Let's look at those tips & tricks for CMS maintenance in 2021 in a bit more detail:

1. Keeping your software up to date

This reduces the likelihood that your site is vulnerable to viruses or malware (especially if you’re on an open source CMS like WordPress).

This doesn't just mean the core CMS, but also your plugins and integrations. This can be scheduled to happen automatically, but it is also worth checking to understand what the updates include and ensure it’s happening for all parts of your CMS.

2. Keeping your site backed up

When your site fails or goes down without a backup, it will cause you some serious headaches, varying from annoying to unmanageable. Scheduling regular automatic backups, and double-checking your backup files will help prevent disaster - or at least mitigate the impact.

3. Compatibility checks

You never know when a change is going to cause problems with a specific aspect of your site. Something as simple as updating software development, changing layouts, or even just adding fresh content can interact in a unique and bizarre way, and perhaps produce an effect that’s not quite what you wanted. This can be caused by any number of issues including discontinued plugins not incompatible with the newest version of the CMS, changes to a third-party API requiring reintegration, or changes to templates by the publisher.

It’s important to check regularly to make sure there are not any compatibility problems, from both a user perspective (poor experience viewing/navigating the site) and from an internal team (e.g. two plugins not playing nicely, causing an error that requires troubleshooting and reducing productivity).

4. Link checking

A simple, but surprisingly common cause of frustration for users is being sent to a non-existent or expired page - aka the 404 error. Doing this to your visitors is not the quickest way to have them bounce from your site, but it's up there.

Routinely checking your site's outgoing links to make sure they all work is pretty simple. Services like Screaming Frog can help you so you don’t need to go trawling through all your content.

Why CMS maintenance is important?

First - Security and Stability .

It will improve the security and stability of your digital platform. For open source content management systems, there is a constant crush of hackers trying to crack sites and access what they shouldn't. Unfortunately, one of the main challenges with the big open source distributors is that once an exploit is discovered in one site, or for one version of the CMS, it can usually be rolled out much quicker to other sites.

This is why other open-source sites are updated frequently — to respond to the growing number of issues, issue fixes and help keep their sites secure.

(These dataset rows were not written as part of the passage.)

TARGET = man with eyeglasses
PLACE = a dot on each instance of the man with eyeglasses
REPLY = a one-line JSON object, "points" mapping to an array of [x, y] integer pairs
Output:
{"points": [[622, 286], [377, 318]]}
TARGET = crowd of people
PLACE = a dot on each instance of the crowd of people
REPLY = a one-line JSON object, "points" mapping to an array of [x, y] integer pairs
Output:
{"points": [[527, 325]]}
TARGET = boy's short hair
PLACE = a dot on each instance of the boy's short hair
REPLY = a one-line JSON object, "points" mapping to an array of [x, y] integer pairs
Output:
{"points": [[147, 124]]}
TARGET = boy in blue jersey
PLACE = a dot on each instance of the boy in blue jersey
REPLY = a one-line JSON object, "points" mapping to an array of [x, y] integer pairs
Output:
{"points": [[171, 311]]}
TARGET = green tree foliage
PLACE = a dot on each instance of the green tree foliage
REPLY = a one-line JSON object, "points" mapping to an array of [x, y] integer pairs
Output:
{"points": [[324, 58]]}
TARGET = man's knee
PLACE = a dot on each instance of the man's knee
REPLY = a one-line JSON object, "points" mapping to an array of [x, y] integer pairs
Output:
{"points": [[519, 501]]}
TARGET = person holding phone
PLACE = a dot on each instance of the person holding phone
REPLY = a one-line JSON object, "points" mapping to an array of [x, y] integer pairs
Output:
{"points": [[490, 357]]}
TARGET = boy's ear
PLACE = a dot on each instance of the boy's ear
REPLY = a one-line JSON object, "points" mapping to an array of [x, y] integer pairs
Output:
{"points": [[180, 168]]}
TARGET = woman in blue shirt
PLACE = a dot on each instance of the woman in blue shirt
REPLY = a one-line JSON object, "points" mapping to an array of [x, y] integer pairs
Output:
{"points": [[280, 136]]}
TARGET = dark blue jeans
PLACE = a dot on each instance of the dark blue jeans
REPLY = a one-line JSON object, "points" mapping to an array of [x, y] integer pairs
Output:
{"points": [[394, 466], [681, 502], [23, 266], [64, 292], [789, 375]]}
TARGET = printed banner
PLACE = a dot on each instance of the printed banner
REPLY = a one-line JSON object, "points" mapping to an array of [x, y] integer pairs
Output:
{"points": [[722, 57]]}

Simply, an out of date CMS is a higher security risk. And this isn’t just open source websites, the same applies to proprietary CMS software — there’s a constant attempt to crack into your goodies, and keeping your CMS up to date makes that harder.

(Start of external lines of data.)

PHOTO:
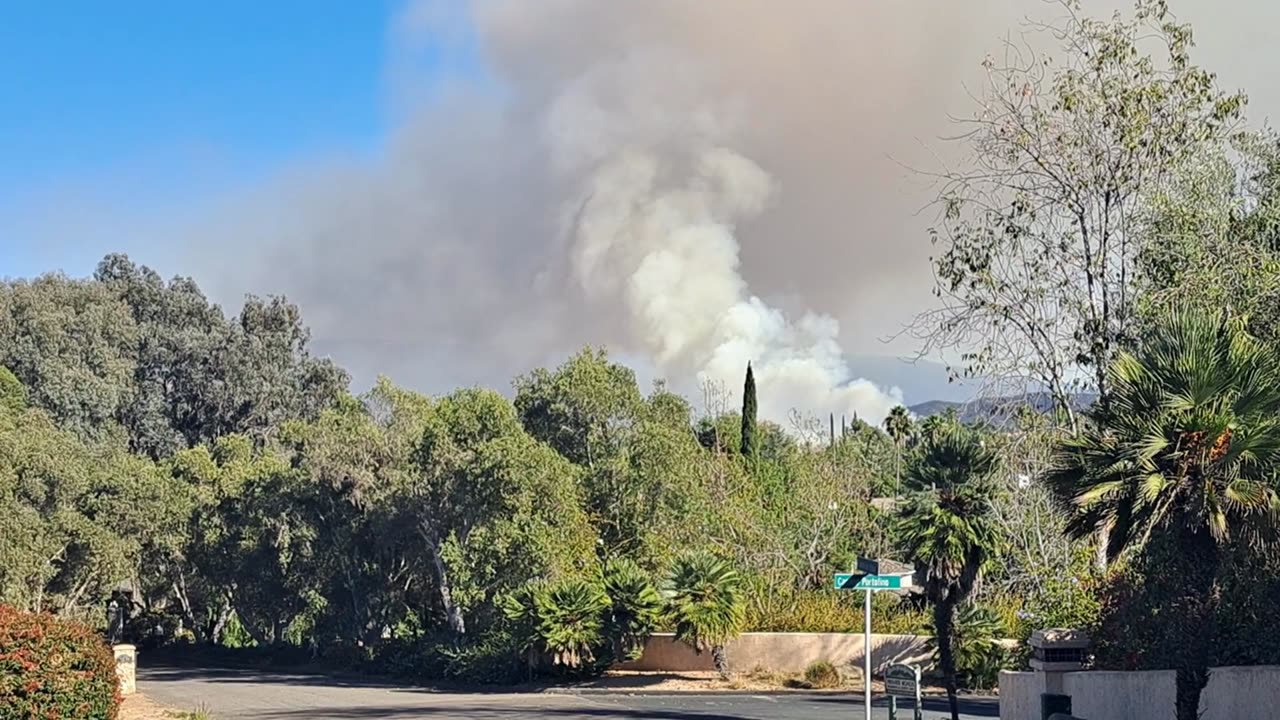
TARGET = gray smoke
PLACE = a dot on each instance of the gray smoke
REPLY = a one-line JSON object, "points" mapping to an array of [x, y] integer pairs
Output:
{"points": [[693, 183]]}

Second - Customer Experience.

Things like plugins not working correctly, poor display due to a new device or new OS, and broken links, are probably not mission-critical.

But they do have an impact. They:

  • Lower the caliber of your site
  • Impact sales due to a poor experience
  • Increase user frustration and decrease engagement metrics

An unmaintained CMS probably won’t cost you your business, but it might have a substantial negative impact on your sales and your brand. Although it might not be immediately obvious, our experience is the opportunity cost of not maintaining your website is far more than dollars required to do it.

Conclusion

Keep your CMS(Content Management System) and digital assets up-to-date regularly - it’s a small job. But, the work accumulates in magnitudes the longer you leave it - requiring a bigger investment to bring it up to date while costing you opportunities in the interim.

Our advice? Spend 30 minutes every other week to make sure your CMS is up to date and running smoothly from both an administrator and user perspective - it'll be one of the most valuable hours you spend each month.